A quattordici anni Venturino si fece domenicano nel Convento di S. Stefano in Bergamo; ma terminò gli studi a Genova, vi fu ordinato sacerdote e fu eletto maestro dei novizi. Si iscrisse, poi, alla Società dei frati peregrinanti, istituita dall'Ordine domenicano per le missioni di Oriente. Arrivato a Venezia per imbarcarsi fu, invece, mandato nel convento di Chioggia, poi in quelli di Vicenza, e di Bologna, già imponendosi quale eccellente oratore, costretto non raramente a predicare all'aperto per l'angustia delle chiese in rapporto allo straripante uditorio.
In Bologna, prima del 1334, predicò il culto a s.

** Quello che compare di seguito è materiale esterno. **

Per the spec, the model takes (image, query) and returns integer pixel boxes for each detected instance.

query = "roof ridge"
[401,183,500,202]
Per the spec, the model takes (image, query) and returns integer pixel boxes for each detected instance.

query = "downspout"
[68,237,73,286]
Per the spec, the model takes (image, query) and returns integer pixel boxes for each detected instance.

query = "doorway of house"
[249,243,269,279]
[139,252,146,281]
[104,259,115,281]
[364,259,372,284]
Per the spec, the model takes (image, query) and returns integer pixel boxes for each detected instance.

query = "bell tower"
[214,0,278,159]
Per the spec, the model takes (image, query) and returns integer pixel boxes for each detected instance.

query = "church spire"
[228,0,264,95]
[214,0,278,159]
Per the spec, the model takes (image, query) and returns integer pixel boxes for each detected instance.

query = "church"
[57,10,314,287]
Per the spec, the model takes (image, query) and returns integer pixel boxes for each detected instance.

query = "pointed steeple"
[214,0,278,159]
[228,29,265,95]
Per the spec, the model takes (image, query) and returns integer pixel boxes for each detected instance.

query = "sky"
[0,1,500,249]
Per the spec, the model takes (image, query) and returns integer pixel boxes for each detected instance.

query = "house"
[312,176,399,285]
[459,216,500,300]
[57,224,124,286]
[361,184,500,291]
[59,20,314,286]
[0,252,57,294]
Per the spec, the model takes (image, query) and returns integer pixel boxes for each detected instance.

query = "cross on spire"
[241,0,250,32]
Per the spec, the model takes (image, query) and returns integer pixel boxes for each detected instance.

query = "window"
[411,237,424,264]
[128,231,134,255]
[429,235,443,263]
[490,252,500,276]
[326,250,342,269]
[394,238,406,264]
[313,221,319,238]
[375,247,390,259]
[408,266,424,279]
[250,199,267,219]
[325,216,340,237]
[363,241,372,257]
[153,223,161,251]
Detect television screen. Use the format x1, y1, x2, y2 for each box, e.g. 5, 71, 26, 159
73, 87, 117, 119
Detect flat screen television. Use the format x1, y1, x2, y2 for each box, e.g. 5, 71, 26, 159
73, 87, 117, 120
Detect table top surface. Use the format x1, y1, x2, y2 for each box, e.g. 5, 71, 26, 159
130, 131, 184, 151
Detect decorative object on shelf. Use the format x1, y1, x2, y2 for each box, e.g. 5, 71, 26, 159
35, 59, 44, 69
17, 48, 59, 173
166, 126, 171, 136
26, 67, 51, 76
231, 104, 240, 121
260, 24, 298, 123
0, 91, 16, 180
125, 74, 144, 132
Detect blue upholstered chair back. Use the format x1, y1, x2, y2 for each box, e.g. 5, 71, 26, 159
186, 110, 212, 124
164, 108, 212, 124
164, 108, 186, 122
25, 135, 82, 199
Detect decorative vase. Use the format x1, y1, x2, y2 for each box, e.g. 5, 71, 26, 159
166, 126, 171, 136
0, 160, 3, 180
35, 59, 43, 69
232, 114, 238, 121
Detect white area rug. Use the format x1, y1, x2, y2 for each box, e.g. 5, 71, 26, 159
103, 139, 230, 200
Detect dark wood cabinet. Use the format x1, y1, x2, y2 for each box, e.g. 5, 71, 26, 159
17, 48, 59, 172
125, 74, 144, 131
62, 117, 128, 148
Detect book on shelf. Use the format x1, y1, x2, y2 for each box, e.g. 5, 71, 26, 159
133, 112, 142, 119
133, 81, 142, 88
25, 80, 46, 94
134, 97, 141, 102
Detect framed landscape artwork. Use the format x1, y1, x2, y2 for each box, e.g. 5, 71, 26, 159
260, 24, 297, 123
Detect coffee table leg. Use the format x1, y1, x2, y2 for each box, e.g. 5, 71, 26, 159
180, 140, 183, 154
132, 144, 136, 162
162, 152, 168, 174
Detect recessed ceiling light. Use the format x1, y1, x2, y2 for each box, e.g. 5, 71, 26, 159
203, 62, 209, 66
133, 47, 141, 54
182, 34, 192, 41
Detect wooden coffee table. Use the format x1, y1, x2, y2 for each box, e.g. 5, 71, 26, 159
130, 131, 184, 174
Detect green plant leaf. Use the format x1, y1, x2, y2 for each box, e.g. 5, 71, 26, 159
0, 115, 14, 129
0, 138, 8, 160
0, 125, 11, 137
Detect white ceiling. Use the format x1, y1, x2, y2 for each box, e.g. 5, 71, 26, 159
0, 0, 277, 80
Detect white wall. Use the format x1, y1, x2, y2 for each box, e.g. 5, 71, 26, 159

Marta e riuscì a farvi costruire un convento e una chiesa a lei dedicati; nel 1334 predicò in Bergamo dal 21 settembre al 30 novembre e vi fece edificare un monastero e una chiesa per le domenicane, pure dedicati a s. Marta (oggi, ne rimane solo il fabbricato, restaurato nel 1936): le monache ne presero possesso il 29 luglio del 1340 (anche una sorella di Venturino, soror Catalina de Apibus de Lemine, si fece monaca in S. Marta).
Nel 1335 organizzò un pellegrinaggio di penitenza da Bergamo a Roma, con l'intento di facilitare la conversione dei peccatori alla penitenza, di indurre guelfi e ghibellini alla pacificazione e di riconciliare col papa i numerosi scomunicati bergamaschi.
La partenza avvenne il 5 febbraio 1335: la numerosa «processione» che lo seguì, fece sosta anche in Firenze (lo stesso Giovanni Villani ne testimonia).
Giunto a Roma, vi dimorò e vi predicò per dodici giorni (per es. a S. Maria della Minerva e al Campidoglio). Ne partì, poi, coi fratello Jacopo Domenico, per presentarsi in Avignone al papa, Benedetto XII, il quale forse diffidò (come parve diffidare, in seguito, anche Clemente VI) del temperamento entusiasta (facile a essere ritenuto utopistico) di Venturino e delle sue apparenze di agitatore. Ne seguì un interrogatorio nel quale gli furon fatte trentanove domande; poi la sospensione (il De Peregrinis dice che ciò avvenne Diaboli persuasione) dalla facoltà di predicare e di confessare e l'esilio a Aubenas in Francia (v. Lettera di Benedetto XII al vesc. di Anagni relativa al pellegrinaggio di Venturino, in Archivio Segreto Vaticano, Epistolae Secretae, ar. I, Reg. 130, n. 142, f. 29).
Negli otto anni di pena e di esilio Venturino scrisse lettere e trattatelli spirituali come De Spiritu Sancto, In Psalterio decacordo, De humilitate (frammento), De Profectu spirituali, De remediis contra tentationes spirituales.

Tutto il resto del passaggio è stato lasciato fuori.